Winston Churchill once cynically remarked that the “inherent vice of capitalism is the unequal sharing of blessings,” while the “inherent virtue of socialism is the equal sharing of miseries.” Such cynicism might well become obsolete in the future if Lisa Gansky, former CEO of web-based businesses such as GNN and Ophoto is to be believed. Gansky has just published a book titled, The Mesh: Why the Future of Business is Sharing, whose central premise is that society has reached a stage where owning stuff is less important than sharing it.
To Gansky’s credit, she does not argue that sharing is a new trend in business. In fact, it is widespread: After all, passengers share an aircraft when they travel from one destination to another just as patrons of libraries share books which they borrow, read and return. What is new, according to Gansky, is that sharing platforms have now begun to invade areas that in the past were bastions of individual ownership and use.
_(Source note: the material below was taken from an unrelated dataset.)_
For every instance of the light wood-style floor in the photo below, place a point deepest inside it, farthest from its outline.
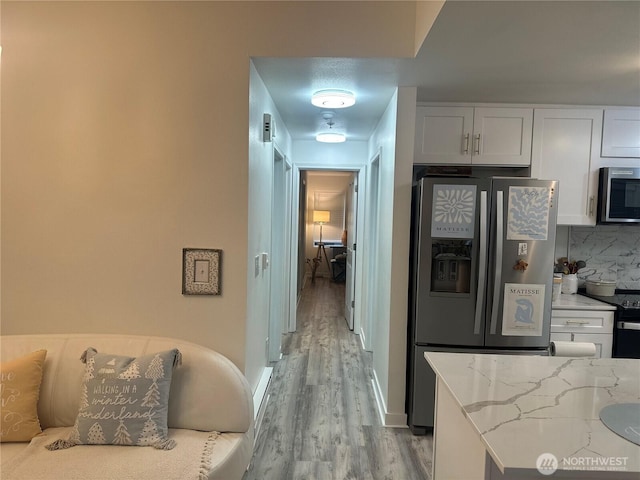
(320, 421)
Take private cars, for example. Gansky noted in a recent TED talk that individuals who own automobiles in the U.S. use them just 8% of any given day, on average; the rest of the time, the autos just sit around waiting to be used. This reality has driven the success of Zipcar, a sharing service that offers people access to vehicles in their neighborhood that are not being used. Netflix offers another instance of a company based on the premise of sharing DVDs. Gansky writes: “Businesses as big as Netflix and Zipcar…have figured out that there is gold in giving people convenient access to shared goods.”
As technology and social media create larger and faster information networks, the use of shared service platforms will see explosive growth, Gansky believes. “The game-changing expansion of web-enabled mobile networks has converged with the explosion of social ones,” she writes. “Each reinforces the other. Within a historical eye-blink, we have constructed a whole new language of sharing. You text, poke and tweet your friends to meet at the pub you chose on Yelp, and then share the evenings goofy photos on Facebook the hungover morning after. Awesome.”
It is this emerging eco-system of sharing platforms that Gansky labels “the mesh.” As more companies move into this space, one of the most imporant things they can share is information about their failures, she says. For example, a bike-sharing service in France saw notable successes but it also made a number of mistakes – and was transparent about publicizing what it had learned. This helped similar bike-sharing services that came up in Spain and Britain to avoid these errors. “No one has to repeat the version 1.0 screw-ups and expensive learning experiences,” she says.
Gansky has set up a web site – meshing.it – that includes a directory of companies that offer shared products or services. Initially the list had 1,200 companies but the size has now nearly tripled to more than 3,300 companies, Gansky notes. “We are still at the beginning,” she says.
If all this sounds intriguing, we invite you to read Gansky’s book. And once you have finished, don’t forget to share it.